Bhasin S, Calof OM, Storer TW, Lee ML, Mazer NA, Jasuja R, Montori VM, Gao W, Dalton JT.
Boston University School of Medicine, Boston, MA 02118, USA. [email protected]
Several regulatory concerns have hindered development of androgens as anabolic therapies, despite unequivocal evidence that testosterone supplementation increases muscle mass and strength in men; it induces hypertrophy of type I and II muscle fibers, and increases myonuclear and satellite cell number. Androgens promote differentiation of mesenchymal multipotent cells into the myogenic lineage and inhibit their adipogenic differentiation, by facilitating association of androgen receptors with beta-catenin and activating T-cell factor 4. Meta-analyses indicate that testosterone supplementation increases fat-free mass and muscle strength in HIV-positive men with weight loss, glucocorticoid-treated men, and older men with low or low-normal testosterone levels. The effects of testosterone on physical function and outcomes important to patients have not, however, been studied. In older men, increased hematocrit and increased risk of prostate biopsy and detection of prostate events are the most frequent, testosterone-related adverse events. Concerns about long-term risks have restrained enthusiasm for testosterone use as anabolic therapy. Selective androgen-receptor modulators that are preferentially anabolic and that spare the prostate hold promise as anabolic therapies. We need more studies to determine whether testosterone or selective androgen-receptor modulators can induce meaningful improvements in physical function and patient-important outcomes in patients with physical dysfunction associated with chronic illness or aging.

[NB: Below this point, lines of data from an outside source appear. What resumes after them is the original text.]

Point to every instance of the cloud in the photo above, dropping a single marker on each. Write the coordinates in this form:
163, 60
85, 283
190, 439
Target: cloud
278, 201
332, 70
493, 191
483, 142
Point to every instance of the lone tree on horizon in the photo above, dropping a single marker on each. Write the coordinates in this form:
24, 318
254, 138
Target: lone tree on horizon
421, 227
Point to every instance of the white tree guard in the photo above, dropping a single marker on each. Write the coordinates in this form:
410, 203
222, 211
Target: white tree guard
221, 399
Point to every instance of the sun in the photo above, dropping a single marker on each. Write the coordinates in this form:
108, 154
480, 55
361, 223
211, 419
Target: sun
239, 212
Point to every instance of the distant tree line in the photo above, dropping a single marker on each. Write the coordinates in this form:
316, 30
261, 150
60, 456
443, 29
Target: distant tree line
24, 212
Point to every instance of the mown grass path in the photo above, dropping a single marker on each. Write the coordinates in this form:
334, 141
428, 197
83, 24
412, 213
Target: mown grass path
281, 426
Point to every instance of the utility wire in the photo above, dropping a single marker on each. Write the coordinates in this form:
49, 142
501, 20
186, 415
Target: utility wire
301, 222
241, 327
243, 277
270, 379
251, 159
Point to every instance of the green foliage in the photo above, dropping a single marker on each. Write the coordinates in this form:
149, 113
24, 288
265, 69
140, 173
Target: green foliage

Therapeutic potential of the SARMs: revisiting the androgen receptor for drug discovery.
Segal S, Narayanan R, Dalton JT.
1GTx, Inc., Memphis, TN 38163, USA.
Selective androgen receptor modulators (SARMS) bind to the androgen receptor and demonstrate anabolic activity in a variety of tissues; however, unlike testosterone and other anabolic steroids, these nonsteroidal agents are able to induce bone and muscle growth, as well as shrinking the prostate. The potential of SARMS is to maximise the positive attributes of steroidal androgens as well as minimising negative effects, thus providing therapeutic opportunities in a variety of diseases, including muscle wasting associated with burns, cancer, end-stage renal disease, osteoporosis, frailty and hypogonadism. This review summarises androgen physiology, the current status of the R&D of SARMS and potential therapeutic indications for this emerging class of drugs.